Durante i controlli, i carabinieri hanno scoperto che oltre 55.000 metri cubi di sabbia e ghiaia sono stati estratti illegalmente. Non solo: è emerso che venivano gestiti impianti di lavorazione degli inerti senza le necessarie autorizzazioni, con scarichi di acque reflue industriali privi di regolare permesso.
Altra infrazione grave riscontrata riguarda la trasformazione non autorizzata di superfici boscate, che sono state convertite in aree soggette a vincoli idrogeologici e paesaggistici. Questo tipo di intervento danneggia irrimediabilmente l’ecosistema e compromette la sicurezza idrogeologica del territorio.

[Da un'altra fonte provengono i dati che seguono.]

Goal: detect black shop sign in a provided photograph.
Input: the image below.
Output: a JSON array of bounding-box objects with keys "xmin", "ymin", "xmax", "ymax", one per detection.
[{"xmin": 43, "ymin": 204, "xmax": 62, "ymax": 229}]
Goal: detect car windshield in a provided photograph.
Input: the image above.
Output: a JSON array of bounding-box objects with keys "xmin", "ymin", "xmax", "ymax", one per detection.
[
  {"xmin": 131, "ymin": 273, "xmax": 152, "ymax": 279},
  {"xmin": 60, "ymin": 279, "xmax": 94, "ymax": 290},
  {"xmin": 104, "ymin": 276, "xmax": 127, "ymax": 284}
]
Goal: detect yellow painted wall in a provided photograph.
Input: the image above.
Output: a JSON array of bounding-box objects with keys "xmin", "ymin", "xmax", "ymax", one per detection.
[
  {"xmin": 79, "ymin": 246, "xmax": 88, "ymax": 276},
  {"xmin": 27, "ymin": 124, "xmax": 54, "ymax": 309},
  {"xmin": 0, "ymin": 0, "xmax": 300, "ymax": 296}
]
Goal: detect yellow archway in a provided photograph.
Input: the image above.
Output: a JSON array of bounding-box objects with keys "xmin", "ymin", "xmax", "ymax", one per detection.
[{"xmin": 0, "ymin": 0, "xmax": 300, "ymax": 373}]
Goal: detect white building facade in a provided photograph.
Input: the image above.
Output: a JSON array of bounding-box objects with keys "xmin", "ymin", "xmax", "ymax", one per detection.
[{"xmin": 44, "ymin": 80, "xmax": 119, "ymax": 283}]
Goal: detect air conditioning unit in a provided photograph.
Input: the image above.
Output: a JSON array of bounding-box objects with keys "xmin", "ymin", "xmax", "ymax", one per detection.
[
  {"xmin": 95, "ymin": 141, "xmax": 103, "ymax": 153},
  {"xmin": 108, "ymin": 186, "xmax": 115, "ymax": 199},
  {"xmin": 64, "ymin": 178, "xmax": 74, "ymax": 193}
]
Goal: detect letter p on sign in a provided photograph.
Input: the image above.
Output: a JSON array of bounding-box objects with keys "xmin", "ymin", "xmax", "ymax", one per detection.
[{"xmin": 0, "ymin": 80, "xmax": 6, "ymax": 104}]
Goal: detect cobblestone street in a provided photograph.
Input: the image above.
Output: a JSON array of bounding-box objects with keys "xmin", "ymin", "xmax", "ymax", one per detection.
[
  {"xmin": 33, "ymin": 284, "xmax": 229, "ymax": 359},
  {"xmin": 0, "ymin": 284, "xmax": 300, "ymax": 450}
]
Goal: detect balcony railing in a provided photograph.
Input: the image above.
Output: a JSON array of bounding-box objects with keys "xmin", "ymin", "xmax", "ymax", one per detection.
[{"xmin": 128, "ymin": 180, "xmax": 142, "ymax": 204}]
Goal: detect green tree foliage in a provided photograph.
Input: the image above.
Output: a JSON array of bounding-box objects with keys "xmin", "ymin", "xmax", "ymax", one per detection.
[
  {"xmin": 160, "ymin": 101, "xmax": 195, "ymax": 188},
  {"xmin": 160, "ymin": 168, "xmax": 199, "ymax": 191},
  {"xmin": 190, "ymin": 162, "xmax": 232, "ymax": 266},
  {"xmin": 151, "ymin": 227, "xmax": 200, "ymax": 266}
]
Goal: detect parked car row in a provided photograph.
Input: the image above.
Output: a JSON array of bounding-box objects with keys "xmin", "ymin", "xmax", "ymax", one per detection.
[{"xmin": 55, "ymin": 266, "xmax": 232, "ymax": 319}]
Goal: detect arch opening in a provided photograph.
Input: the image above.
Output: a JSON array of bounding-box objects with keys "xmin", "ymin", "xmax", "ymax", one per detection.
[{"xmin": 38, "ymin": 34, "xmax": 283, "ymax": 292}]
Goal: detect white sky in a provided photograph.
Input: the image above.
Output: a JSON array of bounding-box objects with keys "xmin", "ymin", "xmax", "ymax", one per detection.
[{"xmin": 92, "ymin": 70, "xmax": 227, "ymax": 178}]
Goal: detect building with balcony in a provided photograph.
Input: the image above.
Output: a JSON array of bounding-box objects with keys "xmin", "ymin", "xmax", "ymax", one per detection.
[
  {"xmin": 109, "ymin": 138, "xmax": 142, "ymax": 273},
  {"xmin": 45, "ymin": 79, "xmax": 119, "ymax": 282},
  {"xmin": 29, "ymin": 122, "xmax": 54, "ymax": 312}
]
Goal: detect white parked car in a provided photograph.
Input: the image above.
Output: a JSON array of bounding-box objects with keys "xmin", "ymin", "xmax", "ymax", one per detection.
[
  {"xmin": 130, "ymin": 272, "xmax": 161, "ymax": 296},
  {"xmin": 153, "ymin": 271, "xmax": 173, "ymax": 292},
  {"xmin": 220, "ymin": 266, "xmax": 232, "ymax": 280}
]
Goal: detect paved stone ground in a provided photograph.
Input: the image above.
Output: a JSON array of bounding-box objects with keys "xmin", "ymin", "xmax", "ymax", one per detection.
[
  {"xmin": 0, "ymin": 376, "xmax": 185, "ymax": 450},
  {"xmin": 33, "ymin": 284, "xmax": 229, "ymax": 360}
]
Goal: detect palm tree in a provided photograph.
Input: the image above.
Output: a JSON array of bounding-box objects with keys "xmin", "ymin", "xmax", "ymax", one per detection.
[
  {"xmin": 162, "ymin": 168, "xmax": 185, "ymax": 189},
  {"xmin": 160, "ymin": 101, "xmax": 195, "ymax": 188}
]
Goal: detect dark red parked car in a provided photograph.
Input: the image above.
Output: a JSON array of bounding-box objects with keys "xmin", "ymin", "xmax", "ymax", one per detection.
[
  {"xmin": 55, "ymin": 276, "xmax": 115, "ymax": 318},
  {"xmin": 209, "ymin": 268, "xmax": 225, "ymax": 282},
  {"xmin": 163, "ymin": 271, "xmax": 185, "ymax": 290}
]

Una delle cave ispezionate ospitava impianti per la produzione di asfalto e calcestruzzo, ma anche in questo caso sono state riscontrate numerose violazioni delle prescrizioni ambientali. Tali infrazioni pongono seri rischi per l’ambiente circostante, in particolare per quanto riguarda l’inquinamento atmosferico e delle acque.
Le autorità stanno ora approfondendo i dettagli di queste violazioni, con l’obiettivo di proteggere il patrimonio naturale e di garantire il rispetto delle normative ambientali.